I took a gulp of tea. It had already begun to cool while Luke waited. I noticed he had almost finished his.
He gave an almost imperceptible nod that said ‘That’s it. I can see. Just go for it.’
I nodded back quickly in reply and took a rush at the words.
‘I think it’s starting again,’ I said. And then I began to cry.
All my life I’ve been trying to escape my father’s legacy. In his prime, he was a world renowned medium, author of countless books on the afterlife, leader of his own independent spiritualist church. I imagine that people must have questioned his judgment when he got my mum pregnant. Especially when she was only seventeen and he was in his thirties. But at least he ‘made an honest woman of her’, as they used to say back then, and he was handsome and charismatic and powerful and he had a cold, frightening way of looking at people if they crossed him, so nobody ever really liked to question him much about anything he did.

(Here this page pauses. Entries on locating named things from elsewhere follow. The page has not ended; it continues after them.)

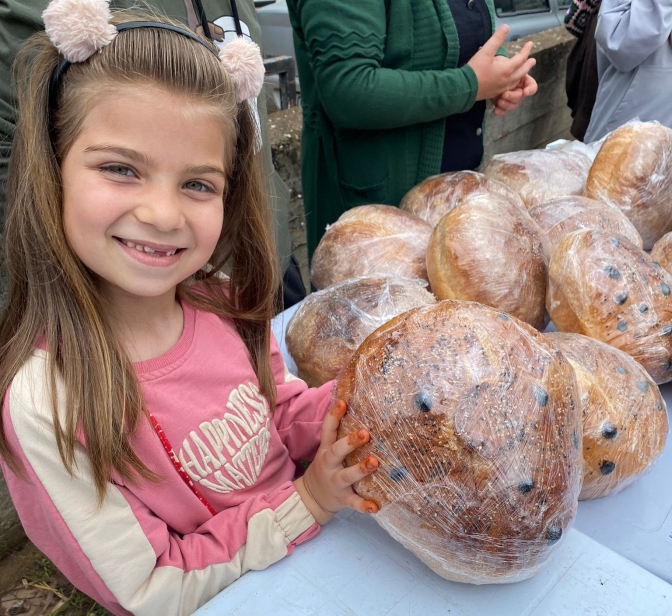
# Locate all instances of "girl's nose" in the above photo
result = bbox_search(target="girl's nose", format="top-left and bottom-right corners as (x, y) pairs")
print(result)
(135, 186), (184, 233)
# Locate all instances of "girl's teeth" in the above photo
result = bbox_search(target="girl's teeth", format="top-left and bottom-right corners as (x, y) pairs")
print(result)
(123, 240), (177, 257)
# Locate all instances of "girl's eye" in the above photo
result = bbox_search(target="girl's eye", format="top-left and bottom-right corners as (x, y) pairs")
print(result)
(184, 180), (214, 192)
(101, 165), (135, 177)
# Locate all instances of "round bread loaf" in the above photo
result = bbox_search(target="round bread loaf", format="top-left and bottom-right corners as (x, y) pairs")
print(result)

I can still remember the day the police came to arrest him. My mother screaming at them not to hurt him as he tried to run and they forced him to the ground and into handcuffs. She believed utterly in his innocence. Her unquestioning love for him shone out for all to see. She feared him too, in that Old Testament kind of way that people feared God. I think that’s why she was never charged as an accessory. Anyone could see that she was just another of his victims.
At the trial she sat in the public gallery with some others of his more gullible women. The local press said that she smiled and called out to him as he was led into the dock, but he never once looked at her. I imagine he couldn’t bear the shame of being brought so low. Then she listened to two days of evidence about all the money he’d conned out of grieving widows and parents desperate to contact their lost children. Ostensibly it was to build a new meeting place for his ‘Church’. In fact, it had all been poured down the black hole of his gambling addiction. Fifty thousand pounds or more, a fortune back then, squandered on the roulette tables where his powers were meaningless.